Lesson 01
Financial time series carry temporal structure that cross-sectional data doesn't — autocorrelation, trends, and non-stationarity. Understanding these properties is the first step to building valid forecasting models.
Most machine learning datasets assume that rows are independent and identically distributed (i.i.d.). You can shuffle the training set, and the model doesn't care. A time series violates this assumption completely: row order encodes information. Yesterday's price directly influences today's; yesterday's volatility predicts tomorrow's.
In financial data, this serial dependency shows up everywhere. Prices trend. Volatility clusters. Spreads widen at the open. These patterns are not noise — they are the signal that forecasting models exploit.
Autocorrelation at lag k measures the correlation between a series and its own past: ACF(k) = Corr(xt, xt-k). For raw prices, ACF decays very slowly — prices are highly correlated with themselves because they trend. For returns, ACF is near zero at almost every lag in efficient markets.

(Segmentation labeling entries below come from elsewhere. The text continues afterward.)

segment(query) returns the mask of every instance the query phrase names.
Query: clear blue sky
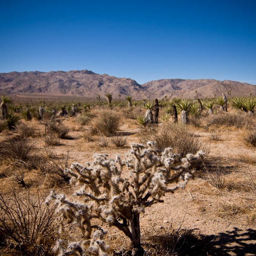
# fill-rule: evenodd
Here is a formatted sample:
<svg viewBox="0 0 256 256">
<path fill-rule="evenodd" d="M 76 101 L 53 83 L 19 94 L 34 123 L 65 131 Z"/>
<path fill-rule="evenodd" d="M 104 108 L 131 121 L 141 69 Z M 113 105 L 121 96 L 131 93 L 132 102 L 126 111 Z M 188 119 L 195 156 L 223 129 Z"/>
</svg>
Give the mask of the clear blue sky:
<svg viewBox="0 0 256 256">
<path fill-rule="evenodd" d="M 88 69 L 142 84 L 256 84 L 256 1 L 7 1 L 0 73 Z"/>
</svg>

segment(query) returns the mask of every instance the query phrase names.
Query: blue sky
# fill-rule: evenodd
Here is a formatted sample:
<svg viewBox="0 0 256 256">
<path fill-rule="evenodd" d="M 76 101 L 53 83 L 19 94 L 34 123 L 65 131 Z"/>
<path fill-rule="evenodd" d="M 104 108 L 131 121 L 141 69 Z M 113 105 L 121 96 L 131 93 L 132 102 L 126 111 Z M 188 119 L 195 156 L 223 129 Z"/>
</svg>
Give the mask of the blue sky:
<svg viewBox="0 0 256 256">
<path fill-rule="evenodd" d="M 256 84 L 256 1 L 5 1 L 0 73 Z"/>
</svg>

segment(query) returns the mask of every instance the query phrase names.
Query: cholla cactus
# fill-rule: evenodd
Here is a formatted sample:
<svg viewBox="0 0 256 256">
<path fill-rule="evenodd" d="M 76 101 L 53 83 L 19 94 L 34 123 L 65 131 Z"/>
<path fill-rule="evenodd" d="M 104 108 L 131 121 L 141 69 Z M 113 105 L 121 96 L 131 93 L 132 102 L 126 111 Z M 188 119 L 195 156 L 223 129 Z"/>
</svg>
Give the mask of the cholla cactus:
<svg viewBox="0 0 256 256">
<path fill-rule="evenodd" d="M 49 199 L 55 199 L 61 223 L 65 220 L 73 222 L 81 230 L 84 244 L 87 240 L 90 241 L 87 253 L 105 253 L 105 232 L 95 224 L 100 223 L 116 227 L 130 238 L 134 248 L 142 249 L 140 214 L 147 207 L 163 202 L 161 198 L 165 193 L 183 188 L 192 176 L 193 163 L 204 159 L 204 154 L 200 151 L 181 159 L 179 155 L 172 153 L 171 148 L 157 150 L 155 143 L 132 144 L 123 161 L 118 155 L 114 160 L 106 154 L 96 154 L 91 165 L 73 164 L 70 169 L 65 170 L 77 189 L 72 201 L 52 191 Z M 127 169 L 128 178 L 123 173 Z M 85 253 L 81 245 L 83 242 L 79 243 L 75 246 L 72 244 L 72 250 L 66 251 L 59 246 L 59 255 L 68 255 L 74 250 Z"/>
</svg>

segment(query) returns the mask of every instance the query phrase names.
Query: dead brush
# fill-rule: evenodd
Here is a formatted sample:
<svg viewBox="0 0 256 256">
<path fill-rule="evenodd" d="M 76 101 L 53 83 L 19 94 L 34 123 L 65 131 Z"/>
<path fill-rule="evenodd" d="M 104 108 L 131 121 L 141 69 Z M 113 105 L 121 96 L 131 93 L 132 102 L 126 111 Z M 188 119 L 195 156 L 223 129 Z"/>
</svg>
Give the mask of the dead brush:
<svg viewBox="0 0 256 256">
<path fill-rule="evenodd" d="M 20 123 L 17 128 L 17 131 L 22 138 L 34 137 L 37 136 L 35 129 L 32 125 L 27 125 L 23 123 Z"/>
<path fill-rule="evenodd" d="M 127 145 L 127 136 L 122 136 L 116 134 L 110 138 L 112 143 L 118 148 L 122 148 Z"/>
<path fill-rule="evenodd" d="M 106 148 L 108 146 L 109 140 L 106 137 L 100 135 L 99 138 L 96 140 L 96 144 L 102 148 Z"/>
<path fill-rule="evenodd" d="M 95 138 L 93 136 L 91 135 L 90 131 L 88 131 L 88 130 L 83 131 L 81 136 L 81 137 L 83 138 L 87 141 L 89 142 L 93 142 L 95 140 Z"/>
<path fill-rule="evenodd" d="M 121 125 L 121 116 L 112 110 L 103 110 L 95 122 L 101 134 L 109 137 L 114 134 Z"/>
<path fill-rule="evenodd" d="M 57 154 L 55 151 L 47 147 L 45 148 L 45 150 L 47 157 L 46 159 L 48 164 L 47 173 L 57 176 L 61 181 L 68 182 L 70 176 L 64 171 L 65 169 L 69 167 L 74 161 L 70 156 L 70 152 L 72 149 L 67 151 L 66 153 L 63 152 L 60 155 Z"/>
<path fill-rule="evenodd" d="M 211 133 L 211 139 L 212 140 L 219 140 L 220 137 L 220 132 L 212 131 Z"/>
<path fill-rule="evenodd" d="M 241 131 L 238 138 L 246 146 L 256 147 L 256 129 L 251 128 Z"/>
<path fill-rule="evenodd" d="M 251 116 L 238 113 L 228 113 L 225 114 L 220 113 L 206 117 L 205 119 L 205 121 L 207 124 L 207 126 L 214 125 L 217 127 L 225 126 L 237 128 L 249 128 L 254 126 L 254 124 Z"/>
<path fill-rule="evenodd" d="M 158 149 L 171 148 L 173 152 L 178 153 L 181 157 L 200 149 L 207 155 L 210 150 L 209 147 L 203 144 L 187 126 L 182 124 L 166 122 L 160 127 L 149 127 L 144 133 L 141 133 L 140 138 L 143 143 L 156 142 Z"/>
<path fill-rule="evenodd" d="M 11 163 L 17 159 L 26 162 L 34 147 L 27 139 L 10 138 L 0 144 L 0 157 L 7 159 Z"/>
<path fill-rule="evenodd" d="M 5 238 L 1 245 L 7 254 L 51 254 L 56 207 L 46 206 L 45 199 L 38 188 L 33 195 L 29 190 L 0 194 L 0 231 Z"/>
<path fill-rule="evenodd" d="M 209 167 L 205 165 L 204 170 L 205 172 L 205 175 L 203 176 L 203 179 L 210 185 L 218 190 L 226 187 L 226 175 L 221 167 L 213 165 L 211 167 Z"/>
<path fill-rule="evenodd" d="M 46 146 L 59 146 L 60 140 L 55 133 L 48 133 L 43 136 L 43 141 Z"/>
<path fill-rule="evenodd" d="M 145 256 L 207 255 L 208 241 L 193 230 L 175 229 L 169 224 L 156 229 L 144 230 L 142 244 Z M 196 253 L 196 254 L 194 253 Z"/>
</svg>

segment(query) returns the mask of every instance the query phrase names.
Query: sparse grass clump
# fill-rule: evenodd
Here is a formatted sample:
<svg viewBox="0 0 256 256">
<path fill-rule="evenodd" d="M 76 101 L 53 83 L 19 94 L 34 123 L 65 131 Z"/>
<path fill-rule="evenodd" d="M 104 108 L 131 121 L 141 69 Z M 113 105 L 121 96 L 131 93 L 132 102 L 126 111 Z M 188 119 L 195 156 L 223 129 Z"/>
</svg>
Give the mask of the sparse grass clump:
<svg viewBox="0 0 256 256">
<path fill-rule="evenodd" d="M 206 120 L 207 126 L 214 125 L 217 127 L 225 126 L 235 127 L 239 128 L 250 127 L 253 125 L 254 122 L 252 117 L 239 113 L 219 113 L 213 115 Z"/>
<path fill-rule="evenodd" d="M 256 129 L 244 130 L 240 133 L 239 138 L 247 146 L 256 147 Z"/>
<path fill-rule="evenodd" d="M 182 124 L 163 123 L 158 129 L 147 129 L 141 135 L 140 139 L 142 142 L 156 142 L 159 149 L 171 148 L 182 157 L 187 154 L 194 153 L 203 147 L 199 139 L 194 136 L 187 126 Z"/>
<path fill-rule="evenodd" d="M 101 112 L 95 125 L 102 134 L 108 137 L 115 134 L 121 126 L 121 117 L 111 110 Z"/>
<path fill-rule="evenodd" d="M 110 139 L 112 143 L 118 148 L 122 148 L 127 144 L 127 137 L 116 134 Z"/>
</svg>

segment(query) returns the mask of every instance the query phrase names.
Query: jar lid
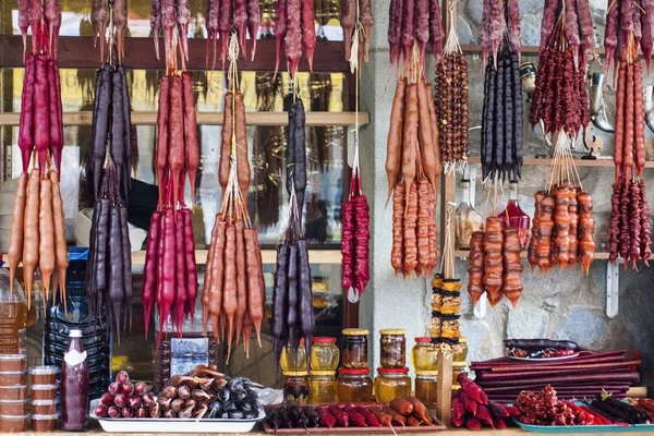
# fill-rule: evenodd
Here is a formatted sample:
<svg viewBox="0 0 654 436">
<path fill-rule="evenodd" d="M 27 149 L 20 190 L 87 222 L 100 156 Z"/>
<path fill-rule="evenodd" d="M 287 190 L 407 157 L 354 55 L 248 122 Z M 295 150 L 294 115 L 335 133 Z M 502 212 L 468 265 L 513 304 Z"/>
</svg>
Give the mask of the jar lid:
<svg viewBox="0 0 654 436">
<path fill-rule="evenodd" d="M 391 335 L 391 336 L 404 335 L 405 332 L 407 332 L 407 330 L 404 330 L 403 328 L 384 328 L 384 329 L 379 330 L 379 335 Z"/>
<path fill-rule="evenodd" d="M 336 376 L 336 371 L 312 371 L 311 375 L 315 375 L 318 377 L 329 377 L 329 376 Z"/>
<path fill-rule="evenodd" d="M 377 368 L 378 374 L 409 374 L 409 368 L 404 366 L 403 368 Z"/>
<path fill-rule="evenodd" d="M 307 371 L 284 371 L 283 375 L 288 377 L 306 377 L 308 375 Z"/>
<path fill-rule="evenodd" d="M 318 336 L 314 338 L 314 343 L 336 343 L 336 338 L 329 336 Z"/>
<path fill-rule="evenodd" d="M 415 375 L 417 377 L 434 377 L 438 375 L 438 371 L 416 371 Z"/>
<path fill-rule="evenodd" d="M 367 375 L 371 373 L 371 368 L 338 368 L 339 375 Z"/>
<path fill-rule="evenodd" d="M 370 334 L 365 328 L 346 328 L 343 330 L 344 336 L 367 336 Z"/>
</svg>

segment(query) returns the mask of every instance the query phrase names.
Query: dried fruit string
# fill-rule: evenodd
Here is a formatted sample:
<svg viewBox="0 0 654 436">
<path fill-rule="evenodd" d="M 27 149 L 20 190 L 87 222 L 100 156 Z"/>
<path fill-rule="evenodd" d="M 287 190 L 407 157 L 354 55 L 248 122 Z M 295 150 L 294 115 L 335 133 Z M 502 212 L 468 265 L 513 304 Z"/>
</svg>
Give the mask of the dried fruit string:
<svg viewBox="0 0 654 436">
<path fill-rule="evenodd" d="M 363 32 L 363 25 L 356 21 L 352 52 L 356 52 L 359 45 L 359 32 Z M 350 60 L 352 73 L 356 74 L 355 85 L 355 110 L 354 110 L 354 162 L 352 177 L 350 179 L 350 194 L 343 203 L 341 220 L 341 253 L 342 253 L 342 287 L 348 292 L 348 299 L 356 302 L 365 291 L 370 280 L 370 214 L 368 204 L 363 195 L 361 182 L 361 168 L 359 165 L 359 85 L 361 81 L 360 58 L 352 57 Z"/>
</svg>

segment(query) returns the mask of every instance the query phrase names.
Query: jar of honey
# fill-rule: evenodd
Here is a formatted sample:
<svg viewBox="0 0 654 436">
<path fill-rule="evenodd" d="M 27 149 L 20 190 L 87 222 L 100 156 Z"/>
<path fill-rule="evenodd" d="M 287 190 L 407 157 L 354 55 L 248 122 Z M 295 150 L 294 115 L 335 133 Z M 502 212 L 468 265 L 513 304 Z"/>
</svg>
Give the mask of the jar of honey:
<svg viewBox="0 0 654 436">
<path fill-rule="evenodd" d="M 336 371 L 340 351 L 336 347 L 336 338 L 314 338 L 311 348 L 311 370 L 312 371 Z"/>
<path fill-rule="evenodd" d="M 452 385 L 458 385 L 459 374 L 468 374 L 468 362 L 452 362 Z"/>
<path fill-rule="evenodd" d="M 390 402 L 411 395 L 409 368 L 377 368 L 375 398 L 378 402 Z"/>
<path fill-rule="evenodd" d="M 403 368 L 407 365 L 407 340 L 403 329 L 379 330 L 379 358 L 384 368 Z"/>
<path fill-rule="evenodd" d="M 436 409 L 436 392 L 438 391 L 438 371 L 415 372 L 415 398 L 427 409 Z"/>
<path fill-rule="evenodd" d="M 432 338 L 415 338 L 411 350 L 413 368 L 419 371 L 436 371 L 438 366 L 438 347 L 432 343 Z"/>
<path fill-rule="evenodd" d="M 468 338 L 460 338 L 452 344 L 452 362 L 465 362 L 468 359 Z"/>
<path fill-rule="evenodd" d="M 373 399 L 371 368 L 339 368 L 336 395 L 338 402 L 371 402 Z"/>
<path fill-rule="evenodd" d="M 346 328 L 343 330 L 343 366 L 367 368 L 368 330 Z M 340 374 L 340 373 L 339 373 Z"/>
<path fill-rule="evenodd" d="M 306 404 L 308 400 L 308 386 L 306 371 L 284 371 L 283 373 L 283 399 Z"/>
<path fill-rule="evenodd" d="M 298 350 L 291 350 L 290 346 L 281 349 L 281 358 L 279 365 L 282 372 L 306 372 L 306 349 L 304 348 L 304 339 L 300 340 Z"/>
<path fill-rule="evenodd" d="M 308 377 L 308 402 L 312 404 L 336 401 L 336 371 L 312 371 Z"/>
</svg>

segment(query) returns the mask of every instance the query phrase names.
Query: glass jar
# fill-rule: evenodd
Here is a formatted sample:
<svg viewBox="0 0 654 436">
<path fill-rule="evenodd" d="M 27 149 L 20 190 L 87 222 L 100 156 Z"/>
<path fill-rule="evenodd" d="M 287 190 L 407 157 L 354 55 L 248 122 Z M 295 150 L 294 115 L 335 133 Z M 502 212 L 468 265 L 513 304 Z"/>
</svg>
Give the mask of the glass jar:
<svg viewBox="0 0 654 436">
<path fill-rule="evenodd" d="M 452 362 L 465 362 L 465 359 L 468 359 L 468 339 L 460 338 L 458 343 L 453 343 L 452 353 Z"/>
<path fill-rule="evenodd" d="M 371 368 L 339 368 L 336 395 L 338 402 L 371 402 L 373 400 Z"/>
<path fill-rule="evenodd" d="M 308 400 L 308 386 L 306 371 L 284 371 L 283 372 L 283 399 L 286 401 L 295 401 L 300 404 L 306 404 Z"/>
<path fill-rule="evenodd" d="M 311 348 L 312 371 L 336 371 L 340 351 L 336 347 L 336 338 L 314 338 Z"/>
<path fill-rule="evenodd" d="M 461 203 L 455 211 L 456 245 L 457 249 L 470 249 L 472 233 L 482 229 L 483 219 L 470 202 L 470 180 L 461 180 Z"/>
<path fill-rule="evenodd" d="M 438 371 L 415 371 L 415 398 L 427 409 L 436 409 Z"/>
<path fill-rule="evenodd" d="M 375 398 L 377 402 L 390 402 L 411 395 L 409 368 L 377 368 Z"/>
<path fill-rule="evenodd" d="M 468 362 L 452 362 L 452 385 L 458 385 L 459 374 L 468 374 Z"/>
<path fill-rule="evenodd" d="M 411 350 L 413 368 L 419 371 L 436 371 L 438 365 L 438 347 L 432 343 L 432 338 L 415 338 Z"/>
<path fill-rule="evenodd" d="M 312 371 L 308 376 L 308 402 L 312 404 L 336 401 L 336 371 Z"/>
<path fill-rule="evenodd" d="M 367 368 L 368 330 L 346 328 L 343 330 L 343 366 Z"/>
<path fill-rule="evenodd" d="M 282 372 L 302 372 L 306 371 L 306 349 L 304 348 L 304 339 L 300 340 L 298 350 L 292 351 L 287 344 L 281 349 L 281 358 L 279 365 Z"/>
<path fill-rule="evenodd" d="M 407 365 L 407 340 L 403 329 L 379 330 L 379 356 L 382 367 L 403 368 Z"/>
</svg>

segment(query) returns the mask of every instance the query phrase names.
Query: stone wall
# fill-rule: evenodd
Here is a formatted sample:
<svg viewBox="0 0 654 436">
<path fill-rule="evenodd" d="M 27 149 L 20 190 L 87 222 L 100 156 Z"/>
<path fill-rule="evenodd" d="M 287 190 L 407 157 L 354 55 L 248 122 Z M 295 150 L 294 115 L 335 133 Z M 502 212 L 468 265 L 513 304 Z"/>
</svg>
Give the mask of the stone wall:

Positive autocorrelation (ACF > 0) indicates momentum: a high return tends to be followed by another high return. Negative autocorrelation (ACF < 0) indicates mean reversion: a high return tends to be followed by a low return. Lag-1 negative ACF in high-frequency data often signals bid-ask bounce.
A lag-1 scatter plot places xt on the x-axis and xt+1 on the y-axis. Each point represents a consecutive pair of observations. If the cloud is elongated along the diagonal, the series has positive autocorrelation. A circular cloud means no autocorrelation. An elongated cloud running anti-diagonal means negative autocorrelation.
Raw prices are non-stationary: they drift upward over time, their variance grows, and their distribution changes. Most forecasting models require stationarity. The standard transformation is the log return, which is approximately equal to the percentage return for small moves and has the critical property of being additive across time.